Employing a frontier framework, this book traces intercultural relations in the lower Hudson River valley of early seventeenth-century New Netherland. It explores the interaction between the Dutch and the Munsee Indians and considers how they, and individuals within each group, interacted, focusing in particular on how the changing colonial landscape affected their cultural encounter and Munsee cultural development.

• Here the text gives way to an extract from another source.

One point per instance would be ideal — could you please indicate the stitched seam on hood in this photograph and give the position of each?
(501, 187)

At each stage of European colonization – first contact, trade, and settlement – the Munsees faced evolving and changing challenges.
Understanding culture in terms of worldview and societal structures, this volume identifies ways in which Munsee society changed in an effort to adjust to the new intercultural relations and looks at the ways the Munsees maintained aspects of their own culture and resisted any imposition of Dutch societal structures and sovereignty over them. In addition, the book includes a suggestive afterword in which the author applies his frontier framework to Dutch-indigenous relations in the Cape colony.
Table des matières
List of Figures and Illustrations
List of Maps
Preface
Acknowledgments
Notes on Text
List of Abbreviations
Introduction: The Dutch-Munsee Frontier
Chapter 1. First Contact, 1524-1609
Chapter 2. Trade, 1610-1623
Chapter 3. Trade and Settlement, 1624-1638
Chapter 4. Settlement and Warfare, 1639-1647
Chapter 5. Warfare and Diplomacy, 1648-1664
Conclusion: The Closing of the Frontier and Beyond
Afterword: First Contact, Trade, and Settlement in the Cape Colony, 1487-1713
Sources Consulted
Index
A propos de l’auteur
Paul Otto is Associate Professor of History at George Fox University in Newberg, Oregon where he teaches early American, Latin American, and southern African history. He earned a Ph.D. from Indiana University in 1995 and, as a Fulbright Fellow, undertook research in the Netherlands.